Even when I married my black-American husband in my 20s while visiting the United States, I still wasn’t “black enough.” Then we had our daughter, Phoebe, and I worked in Washington DC for ten years.
But to my husband’s family in North Carolina, I was a novelty again. Cars full of family members arrived just to look at me and hear me talk.
Sometimes they used my husband as an interpreter to decipher my clipped British consonants. ‘Lord, darling, you speak so beautifully!’ exclaimed an enthralled aunt.
Another thing that set me apart from most African Americans was that I kept my hair natural. In the eighties, the afro had disappeared; Now Americans, both white and black, looked askance at my naturally curly hair. It was old-fashioned, unfashionable, and at the embassy where he worked, a black colleague suggested, it seemed “unprofessional.”

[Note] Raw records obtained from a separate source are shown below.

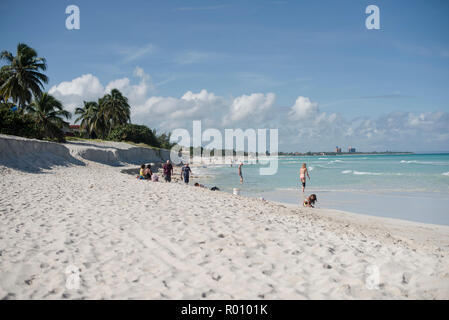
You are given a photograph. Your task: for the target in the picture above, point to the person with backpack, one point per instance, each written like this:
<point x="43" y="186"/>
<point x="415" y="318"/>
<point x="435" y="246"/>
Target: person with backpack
<point x="185" y="173"/>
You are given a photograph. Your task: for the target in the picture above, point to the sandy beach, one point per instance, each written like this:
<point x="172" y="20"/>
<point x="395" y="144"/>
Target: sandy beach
<point x="68" y="210"/>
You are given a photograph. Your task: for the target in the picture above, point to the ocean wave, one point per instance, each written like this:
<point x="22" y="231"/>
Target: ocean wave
<point x="425" y="162"/>
<point x="362" y="173"/>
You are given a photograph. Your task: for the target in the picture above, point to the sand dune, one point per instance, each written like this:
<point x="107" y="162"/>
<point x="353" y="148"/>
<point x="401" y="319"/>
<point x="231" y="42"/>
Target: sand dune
<point x="127" y="238"/>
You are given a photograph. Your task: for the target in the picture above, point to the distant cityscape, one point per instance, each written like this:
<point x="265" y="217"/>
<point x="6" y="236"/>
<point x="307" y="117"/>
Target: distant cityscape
<point x="350" y="150"/>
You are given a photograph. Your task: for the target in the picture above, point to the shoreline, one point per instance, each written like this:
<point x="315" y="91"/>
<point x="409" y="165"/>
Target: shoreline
<point x="135" y="239"/>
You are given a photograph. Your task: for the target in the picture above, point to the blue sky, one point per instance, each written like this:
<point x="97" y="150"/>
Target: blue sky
<point x="316" y="49"/>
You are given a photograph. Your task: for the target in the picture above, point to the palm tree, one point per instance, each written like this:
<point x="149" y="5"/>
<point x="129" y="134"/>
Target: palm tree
<point x="91" y="119"/>
<point x="115" y="109"/>
<point x="21" y="75"/>
<point x="49" y="113"/>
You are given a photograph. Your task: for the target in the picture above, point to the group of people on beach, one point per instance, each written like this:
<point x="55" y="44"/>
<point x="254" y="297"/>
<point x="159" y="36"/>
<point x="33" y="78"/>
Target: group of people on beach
<point x="146" y="173"/>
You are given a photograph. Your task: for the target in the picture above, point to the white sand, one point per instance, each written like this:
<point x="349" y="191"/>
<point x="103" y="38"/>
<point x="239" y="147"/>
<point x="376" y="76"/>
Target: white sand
<point x="138" y="239"/>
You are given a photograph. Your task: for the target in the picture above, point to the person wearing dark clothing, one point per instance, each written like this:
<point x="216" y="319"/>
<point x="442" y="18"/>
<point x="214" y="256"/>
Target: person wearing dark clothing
<point x="168" y="171"/>
<point x="185" y="173"/>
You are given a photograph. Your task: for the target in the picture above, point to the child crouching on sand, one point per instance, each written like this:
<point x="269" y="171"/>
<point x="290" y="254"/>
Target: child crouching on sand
<point x="310" y="201"/>
<point x="141" y="175"/>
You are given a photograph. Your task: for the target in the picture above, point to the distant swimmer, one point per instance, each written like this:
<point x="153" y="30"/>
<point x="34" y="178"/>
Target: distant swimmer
<point x="310" y="201"/>
<point x="302" y="176"/>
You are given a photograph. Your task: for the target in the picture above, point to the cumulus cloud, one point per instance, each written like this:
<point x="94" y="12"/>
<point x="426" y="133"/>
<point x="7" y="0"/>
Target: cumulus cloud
<point x="255" y="107"/>
<point x="304" y="108"/>
<point x="302" y="126"/>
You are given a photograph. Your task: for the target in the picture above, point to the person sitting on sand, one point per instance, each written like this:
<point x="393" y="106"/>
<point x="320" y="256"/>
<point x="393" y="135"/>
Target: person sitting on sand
<point x="185" y="173"/>
<point x="310" y="201"/>
<point x="168" y="171"/>
<point x="240" y="172"/>
<point x="302" y="176"/>
<point x="141" y="175"/>
<point x="199" y="185"/>
<point x="148" y="173"/>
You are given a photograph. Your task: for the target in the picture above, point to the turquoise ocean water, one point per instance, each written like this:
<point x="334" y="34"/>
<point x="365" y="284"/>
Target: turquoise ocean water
<point x="412" y="187"/>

Once again, I was guilty of not conforming to standard black behaviors.
Tina says she didn’t conform to standard black behaviors. After ten years in America, she returned to the UK as a divorced single mother with her then five-year-old daughter.
In African American culture at the time, detangling natural hair was considered an essential step toward acceptability. Bowing to the pressure, I spent five hours in a salon to chemically relax my hair, but I never got used to seeing myself with straight hair and couldn’t wait for it to grow out.
I’m not alone. I’ve heard many similar stories from biracial people like me, who have found their behaviors, tastes, and lifestyles challenged for not being black enough to conform to some unwritten standard of authenticity. Celebrities and high-profile power brokers find themselves in the same line of cultural fire.
When Barack Obama became president of the United States in 2009, he had to convince the African-American establishment that he was “black enough.”
Raised by his single white mother in Hawaii and with an absent black father, what were his black credentials? How black was it exactly? “I had no idea who I was myself,” Obama says of his early years in his autobiography.
For those of us who fall somewhere in between, unraveling our identity and our place in the world can be a bewildering task. Black and white. Neither and both.
After ten years in America, I returned to the UK as a divorced single mother with my five-year-old daughter.
With an absent African-American father and a biracial British mother, growing up in the United Kingdom was not without its challenges for her either.
Now, at 40, he carries his blackness with a sense of cultural ownership that says there is more than one way to be black.
It seems to me that we are all products of our environments and experiences, and learning to embrace it all is certainly how we show our true colors.
- Hair Apparent: A Voyage Around My Roots (£20, Biteback) by Tina Shingler is available now.